Deliberate ignorance (sometimes willful ignorance) is the practice of refusing to consider or discuss logic or evidence disproving ideologically motivated positions. Related concepts are wishful thinking and the fallacy of invincible ignorance. Examples of deliberate ignorance include:
- liberal denial about the ability to leave the harmful homosexual lifestyle, as thousands have successfully done
- Howard Dean, a physician, former Governor, and longtime politician, refusing to recognize that taxpayer-funded abortion increases the number of abortions
- abortionists refuse to address the undisclosed harm to the mothers who have abortions
- refusing to acknowledge the inferior credentials of the critics of Richard Sternberg, whom they ostracize for having published an intelligent design article
- Democrats refusing to acknowledge Barack Obama's appeal to unpatriotic donors and supporters
- materialists refuse to address the impossibility of material explanation for migration and homing
- evolutionists refuse to address the lack of a plausible evolutionary path for the whale and the other counterexamples to evolution.
- Believing that only one ideology could ever make mistakes; constantly demonizing that ideology while ignoring the faults of one's own (a particularly Liberal fault).
- liberals refuse to address how socialism destroys productivity
- Liberals who refuse to acknowledge the many fundamental truths in the Bible and even dismiss out-of-hand the many examples of Biblical scientific foreknowledge but refuse to read the Bible.
- Advocates of the global warming theory refuse to consider any scientific evidence which shows that natural causes have always had a greater effect on terrestrial air temperature than human activity.
- Liberal cafeteria Christians refuse to consider Bible verses that contradict their preconceived notions of what the Bible should say.
- Liberal Internet discussion boards quickly delete posts that present facts contradicting liberal ideology and ban users making such posts.
- Believing sentimental fallacies about public figures even when all the objective facts clearly indicate that said fallacies are false.
- Liberals who claim that the first amendment says that public officials are not allowed to acknowledge America's Christian heritage.

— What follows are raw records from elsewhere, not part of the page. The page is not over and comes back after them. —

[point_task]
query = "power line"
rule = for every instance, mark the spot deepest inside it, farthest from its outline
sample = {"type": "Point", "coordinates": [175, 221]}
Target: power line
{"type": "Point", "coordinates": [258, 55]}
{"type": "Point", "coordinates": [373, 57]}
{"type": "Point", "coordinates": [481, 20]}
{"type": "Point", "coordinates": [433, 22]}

- Pushing a "scientific" theory for political purposes or because it fits one's belief system or preconceived notions, while dismissing actual scientific evidence that discredits the theory
Common expressions of deliberate ignorance include:
- "I find that hard to believe!" (Howard Dean, June 11, 2008, in response to a fact ignored by liberals)
- "I'm not aware of that!" (without admitting a failure to look)
- "I've never seen that in the New York Times!"
- "That's not what it said in my (public school) textbook!"
- "Let's talk about something else!"
- "I'm not interested in that!"
- "That offends me!" (used as an excuse not to consider facts or logic)
- "You're persecuting me!" (when the "persecution" consists only of pointing out inconvenient facts or logic)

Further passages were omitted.